Tuesday, June 9, 2020

They're Creepy and They're Kooky - The Manson Family!

Around New Year's, I said I wouldn't be doing a 2019 round-up review, because we still haven't seen a ;ot of them - Netflix is holding out on us. But they did let us watch Quentin Tarantino's Once Upon a Time in Hollywood (2019), which was nice.

It is set in 1969. Leonardo DiCaprio is the star of a (made-up) TV western series, now cancelled. His career is a little precarious, taking roles in other shows, mostly as the heavy. His stunt man, buddy and go-fer, Brad Pitt, is even more precarious. He has trouble getting work because he maybe killed his wife. Tarantino shows him on a boat, getting yelled at by his wife, with a speargun in his hand...

Most of the movie is DiCaprio freaking out about his career, and Pitt cruising around, being cool. DiCaprio lives next door to Roman Polanski and Sharon Tate, which is cool. Pitt keeps running into these cute hippy chicks, and eventually follows one out to the Spahn Ranch, where he once worked on westerns. Sharon Tate (Margot Robbie) walks around town or bops around her house. It's sort of aimless, but also creepy, because we know what's coming.

But, and I don't think it's a spoiler anymore, it doesn't happen. The Manson kids decide to kill DiCaprio instead of Polanski, which was a bad idea. They get killed most conclusively. Which is a very good feeling, although just a fantasy.

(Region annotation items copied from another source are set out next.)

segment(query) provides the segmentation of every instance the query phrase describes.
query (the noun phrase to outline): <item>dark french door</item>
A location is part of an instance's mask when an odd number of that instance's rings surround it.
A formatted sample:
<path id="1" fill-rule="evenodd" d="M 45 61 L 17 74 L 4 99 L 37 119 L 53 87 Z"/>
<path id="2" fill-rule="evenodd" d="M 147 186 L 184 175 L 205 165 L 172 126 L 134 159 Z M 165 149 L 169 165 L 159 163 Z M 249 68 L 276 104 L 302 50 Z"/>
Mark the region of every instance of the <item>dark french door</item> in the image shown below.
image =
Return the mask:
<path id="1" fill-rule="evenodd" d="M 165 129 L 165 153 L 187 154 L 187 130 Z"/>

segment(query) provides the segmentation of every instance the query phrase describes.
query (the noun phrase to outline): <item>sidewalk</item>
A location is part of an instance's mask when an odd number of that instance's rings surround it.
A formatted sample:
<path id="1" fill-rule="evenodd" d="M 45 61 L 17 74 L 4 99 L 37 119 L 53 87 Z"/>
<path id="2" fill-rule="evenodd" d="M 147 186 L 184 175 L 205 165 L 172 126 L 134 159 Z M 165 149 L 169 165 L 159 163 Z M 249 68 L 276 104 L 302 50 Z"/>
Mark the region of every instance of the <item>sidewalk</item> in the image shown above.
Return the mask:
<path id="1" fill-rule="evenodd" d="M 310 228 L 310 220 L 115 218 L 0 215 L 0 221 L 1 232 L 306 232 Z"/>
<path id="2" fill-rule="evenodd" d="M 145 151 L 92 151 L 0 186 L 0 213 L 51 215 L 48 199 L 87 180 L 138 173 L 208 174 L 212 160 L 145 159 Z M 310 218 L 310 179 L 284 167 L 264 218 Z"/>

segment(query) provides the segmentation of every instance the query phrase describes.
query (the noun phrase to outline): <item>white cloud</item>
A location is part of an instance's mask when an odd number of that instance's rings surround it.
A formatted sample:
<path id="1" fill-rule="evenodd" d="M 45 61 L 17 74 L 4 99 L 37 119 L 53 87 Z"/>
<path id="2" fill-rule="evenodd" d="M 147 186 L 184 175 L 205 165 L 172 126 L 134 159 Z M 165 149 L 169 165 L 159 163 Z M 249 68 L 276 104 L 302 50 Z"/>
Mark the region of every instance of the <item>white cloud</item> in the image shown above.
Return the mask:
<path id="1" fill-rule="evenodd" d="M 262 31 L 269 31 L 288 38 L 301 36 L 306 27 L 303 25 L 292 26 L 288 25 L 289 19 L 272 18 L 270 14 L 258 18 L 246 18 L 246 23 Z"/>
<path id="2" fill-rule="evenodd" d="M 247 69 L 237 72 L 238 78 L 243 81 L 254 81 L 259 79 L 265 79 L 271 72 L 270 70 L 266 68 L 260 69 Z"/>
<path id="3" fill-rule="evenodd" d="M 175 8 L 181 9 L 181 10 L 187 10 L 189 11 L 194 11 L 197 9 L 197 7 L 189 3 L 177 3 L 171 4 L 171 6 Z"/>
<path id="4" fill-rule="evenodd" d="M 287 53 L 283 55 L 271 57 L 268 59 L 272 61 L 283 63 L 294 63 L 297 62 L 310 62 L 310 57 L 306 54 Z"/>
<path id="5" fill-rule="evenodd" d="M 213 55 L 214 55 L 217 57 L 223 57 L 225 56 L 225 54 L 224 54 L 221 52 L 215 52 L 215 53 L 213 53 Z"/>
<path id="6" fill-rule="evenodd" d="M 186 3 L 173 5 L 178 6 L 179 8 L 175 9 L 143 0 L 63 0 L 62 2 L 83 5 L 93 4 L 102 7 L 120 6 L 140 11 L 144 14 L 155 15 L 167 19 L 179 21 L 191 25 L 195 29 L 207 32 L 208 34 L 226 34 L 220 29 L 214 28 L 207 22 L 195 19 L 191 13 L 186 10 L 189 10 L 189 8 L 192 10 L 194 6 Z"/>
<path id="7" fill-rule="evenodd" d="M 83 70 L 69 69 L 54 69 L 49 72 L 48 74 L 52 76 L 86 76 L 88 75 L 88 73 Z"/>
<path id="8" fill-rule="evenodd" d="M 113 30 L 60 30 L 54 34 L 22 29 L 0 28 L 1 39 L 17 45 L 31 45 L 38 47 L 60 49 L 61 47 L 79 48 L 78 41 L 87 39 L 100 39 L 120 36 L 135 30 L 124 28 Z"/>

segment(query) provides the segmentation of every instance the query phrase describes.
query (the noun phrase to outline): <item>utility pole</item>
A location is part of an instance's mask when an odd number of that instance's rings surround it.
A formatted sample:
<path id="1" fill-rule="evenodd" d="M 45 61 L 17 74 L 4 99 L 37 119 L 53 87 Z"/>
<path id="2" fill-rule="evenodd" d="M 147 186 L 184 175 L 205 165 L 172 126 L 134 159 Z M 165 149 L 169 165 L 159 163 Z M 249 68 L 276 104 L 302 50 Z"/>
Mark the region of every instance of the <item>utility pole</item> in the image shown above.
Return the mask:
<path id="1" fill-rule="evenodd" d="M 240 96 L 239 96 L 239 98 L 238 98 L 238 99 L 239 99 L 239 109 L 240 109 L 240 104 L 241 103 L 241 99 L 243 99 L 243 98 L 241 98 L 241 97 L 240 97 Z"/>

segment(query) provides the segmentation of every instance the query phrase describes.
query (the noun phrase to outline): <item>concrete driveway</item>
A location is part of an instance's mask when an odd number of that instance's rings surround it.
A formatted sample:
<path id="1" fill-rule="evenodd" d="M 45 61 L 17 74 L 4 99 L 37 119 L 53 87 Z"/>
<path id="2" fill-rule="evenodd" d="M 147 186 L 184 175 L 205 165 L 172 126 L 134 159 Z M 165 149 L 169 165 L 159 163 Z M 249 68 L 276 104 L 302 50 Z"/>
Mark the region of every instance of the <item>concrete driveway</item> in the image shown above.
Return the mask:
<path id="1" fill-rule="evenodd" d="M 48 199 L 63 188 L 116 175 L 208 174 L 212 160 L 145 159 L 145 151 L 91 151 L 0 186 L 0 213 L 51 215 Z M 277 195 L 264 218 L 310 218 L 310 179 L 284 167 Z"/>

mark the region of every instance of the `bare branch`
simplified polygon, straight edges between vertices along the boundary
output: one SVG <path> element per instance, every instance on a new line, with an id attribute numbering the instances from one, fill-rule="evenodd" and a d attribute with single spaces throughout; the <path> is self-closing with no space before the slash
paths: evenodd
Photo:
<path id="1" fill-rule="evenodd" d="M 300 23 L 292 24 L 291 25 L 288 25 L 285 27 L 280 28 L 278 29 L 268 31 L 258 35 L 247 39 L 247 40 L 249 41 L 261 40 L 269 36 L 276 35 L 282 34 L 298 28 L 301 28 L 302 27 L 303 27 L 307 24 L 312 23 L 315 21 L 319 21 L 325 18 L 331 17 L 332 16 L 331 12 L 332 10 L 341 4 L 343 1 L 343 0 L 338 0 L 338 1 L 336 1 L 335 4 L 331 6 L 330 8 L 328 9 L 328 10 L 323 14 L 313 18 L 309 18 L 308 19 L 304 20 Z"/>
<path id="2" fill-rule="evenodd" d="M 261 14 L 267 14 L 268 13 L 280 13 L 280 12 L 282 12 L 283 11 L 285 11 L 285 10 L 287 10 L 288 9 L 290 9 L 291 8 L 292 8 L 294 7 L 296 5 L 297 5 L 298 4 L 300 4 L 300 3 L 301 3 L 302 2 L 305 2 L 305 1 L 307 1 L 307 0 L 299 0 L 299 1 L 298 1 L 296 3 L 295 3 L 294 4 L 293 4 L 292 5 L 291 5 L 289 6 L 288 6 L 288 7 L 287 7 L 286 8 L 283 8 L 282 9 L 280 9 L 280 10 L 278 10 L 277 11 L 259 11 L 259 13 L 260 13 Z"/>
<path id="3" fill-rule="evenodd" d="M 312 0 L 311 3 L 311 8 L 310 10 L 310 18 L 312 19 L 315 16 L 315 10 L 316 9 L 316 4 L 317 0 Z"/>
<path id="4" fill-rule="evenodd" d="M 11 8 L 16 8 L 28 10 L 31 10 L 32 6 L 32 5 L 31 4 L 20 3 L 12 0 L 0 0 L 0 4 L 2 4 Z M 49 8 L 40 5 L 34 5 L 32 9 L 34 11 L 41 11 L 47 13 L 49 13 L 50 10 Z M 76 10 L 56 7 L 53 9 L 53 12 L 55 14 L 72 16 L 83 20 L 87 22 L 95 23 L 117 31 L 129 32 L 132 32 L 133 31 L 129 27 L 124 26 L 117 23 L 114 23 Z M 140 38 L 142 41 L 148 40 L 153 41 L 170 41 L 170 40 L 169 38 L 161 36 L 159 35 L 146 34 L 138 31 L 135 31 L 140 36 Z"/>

The real joys of this are soaking up old 1960s LA - Musso and Frank Grill, the Strip,  the cars, the canyon. Tarantino dressed real LA locations to match 1969, with no CGI. We get a lot of real people showing up, not just the Mansons and Sharon Tate. Damian Lewis does a great Steve McQueen. We get Mama Cass and Michelle Philips. Real-life director Sam Wanamaker directs an episode of Lancer, a real TV show with (not real) DiCaprio. And we meet Bruce Lee.

This is kind of problematic, since he is made out to be a big jerk who couldn't really fight. That is not period accurate. But it sort of feeds into the fantasy: These All-American actors with their rough-and-ready stunt men are what's great about the country. Not those foreigners and the damned dirty hippies. As a member of the hippie community, I should take offense. But, hell, it's all in fun.

Not sure what to think about Sharon Tate watching and apparantly enjoying her last movie, the Dean Martin as super-spy Matt Helm trainwreck, The Wrecking Crew. I never managed to get through more than one of those stinkers.